The next day, Chancellor Scholz flew to Abu Dhabi where a formal agreement was signed for the supply of LNG to Germany starting from December 2022. Germany has been rapidly developing its LNG terminal infrastructure under the realization that it has to reduce reliance on Russian gas and explore other sources. The initial shipment from UAE will be for 137,000 cu m, which is not a lot, but it is a first step at building deeper relations within the region. The same day, the Chancellor landed in Doha, where he met the ruler Sheikh Tamim bin Hamad Al-Thani, and even committed to send an official representative to the FIFA event, which is scheduled to kick off on 20 November 2022.
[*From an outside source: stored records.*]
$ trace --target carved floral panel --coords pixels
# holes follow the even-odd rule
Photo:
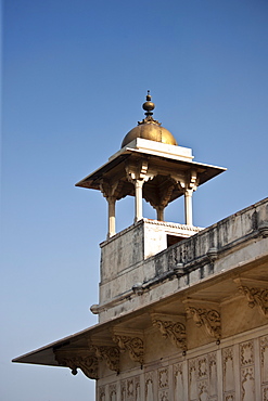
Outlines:
[[[260,338],[261,383],[268,383],[268,336]]]
[[[252,365],[254,363],[253,341],[240,345],[240,364],[241,366]]]
[[[183,401],[184,383],[182,363],[174,365],[174,401]]]
[[[197,398],[197,373],[196,373],[196,360],[189,360],[188,367],[188,377],[189,377],[189,397],[190,401],[196,400]]]
[[[255,400],[255,377],[253,366],[242,368],[241,371],[241,400]]]
[[[234,391],[233,349],[222,349],[224,391]],[[229,397],[229,396],[228,396]]]
[[[145,374],[145,401],[155,401],[153,372]]]

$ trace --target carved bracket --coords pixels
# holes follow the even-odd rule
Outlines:
[[[194,192],[196,191],[199,186],[199,177],[197,172],[195,170],[191,170],[188,174],[186,174],[186,178],[182,180],[180,179],[178,182],[179,187],[183,192]]]
[[[183,323],[178,321],[178,318],[168,315],[159,315],[157,313],[152,313],[152,322],[155,327],[157,327],[164,338],[169,338],[171,344],[182,349],[187,350],[187,334],[186,326]]]
[[[117,181],[112,184],[109,180],[102,179],[100,182],[100,190],[107,200],[116,200],[120,198],[123,184],[123,181]]]
[[[128,351],[132,361],[143,364],[144,346],[140,337],[128,337],[125,335],[115,334],[113,340],[123,351]]]
[[[119,349],[117,347],[92,346],[98,359],[104,360],[111,371],[119,373]]]
[[[202,309],[188,307],[186,312],[193,319],[197,327],[204,327],[208,336],[216,338],[221,337],[220,314],[215,309]]]
[[[153,178],[153,176],[148,173],[148,160],[141,159],[137,164],[126,164],[126,173],[128,181],[135,183],[138,181],[148,181]]]
[[[88,377],[98,379],[99,378],[99,363],[98,358],[93,355],[72,355],[66,352],[61,353],[60,351],[55,353],[58,362],[62,366],[67,366],[72,370],[73,375],[77,374],[77,368],[80,368],[81,372]]]

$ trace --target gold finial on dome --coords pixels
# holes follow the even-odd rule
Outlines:
[[[148,90],[146,102],[143,103],[143,105],[142,105],[142,108],[146,112],[145,116],[152,116],[153,115],[152,111],[154,109],[155,105],[154,105],[153,102],[151,102],[151,100],[152,100],[152,96],[150,94],[150,90]]]
[[[142,108],[145,111],[145,118],[138,121],[138,126],[131,129],[122,142],[122,147],[137,138],[146,139],[150,141],[162,142],[169,145],[178,145],[176,139],[166,128],[161,126],[161,122],[153,118],[152,111],[155,105],[152,102],[150,91],[146,94],[146,101],[143,103]]]

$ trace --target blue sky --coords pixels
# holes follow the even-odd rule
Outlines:
[[[95,323],[106,203],[74,184],[154,116],[196,161],[228,168],[194,223],[267,196],[266,0],[2,1],[1,379],[5,401],[91,401],[68,370],[10,360]],[[117,205],[120,230],[133,199]],[[182,203],[166,220],[183,222]],[[145,217],[154,217],[145,207]]]

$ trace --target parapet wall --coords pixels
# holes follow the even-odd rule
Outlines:
[[[100,305],[94,307],[100,321],[261,258],[267,254],[267,244],[260,240],[268,235],[268,198],[146,259],[142,257],[143,245],[140,244],[144,231],[142,234],[139,230],[133,240],[138,249],[136,256],[139,255],[136,263],[114,271],[114,280],[101,283]],[[123,247],[125,258],[129,258],[128,246],[131,247],[130,237]]]

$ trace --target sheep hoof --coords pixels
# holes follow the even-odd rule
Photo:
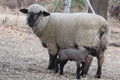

Despite pressure from home-grown as well as international groups to take a firm stand on the human rights situation in the Gulf countries, including not only poor workers’ conditions, but arbitrary political arrests and restrictions on gender minorities, the Chancellor did not raise these issues. He even praised the Qatari government for making progress on workers’ conditions, indicating that Berlin has more important things to worry about.
The FIFA World Cup—Berlin Sings a Different Tune
Since winning the FIFA World Cup hosting bid in 2010, Qatar has been developing its infrastructure rapidly, mainly through foreign labour from the Indian subcontinent. New roads, hotels and stadiums have been constructed. At the same time, thousands of workers have lost their lives due to dangerously high temperatures, absence of adequate breaks and drinking water, and squalid living conditions.
German football officials have repeatedly alleged corruption on the part of Qatar in being awarded the bid, while also calling for the decision to be reversed by FIFA. In one of the qualifying rounds last year, German players wearing black shirts, lined up to spell “HUMAN RIGHTS” to embarrass the Qatari government.
The GCC nations have always been willing to trade with the West as the autocratic regimes need western support to ensure their continued rule. Moreover, as the move is intended to weaken Russia on the international stage, the GCC sheikhdoms will be happy to comply, owing to strong Russian relations with Iran and Syria. Chancellor Scholz will return to Berlin a happy man after a successful tour, and official government representation to the World Cup in November will ultimately silence all voices from Europe supporting political, civic and economic rights in the GCC.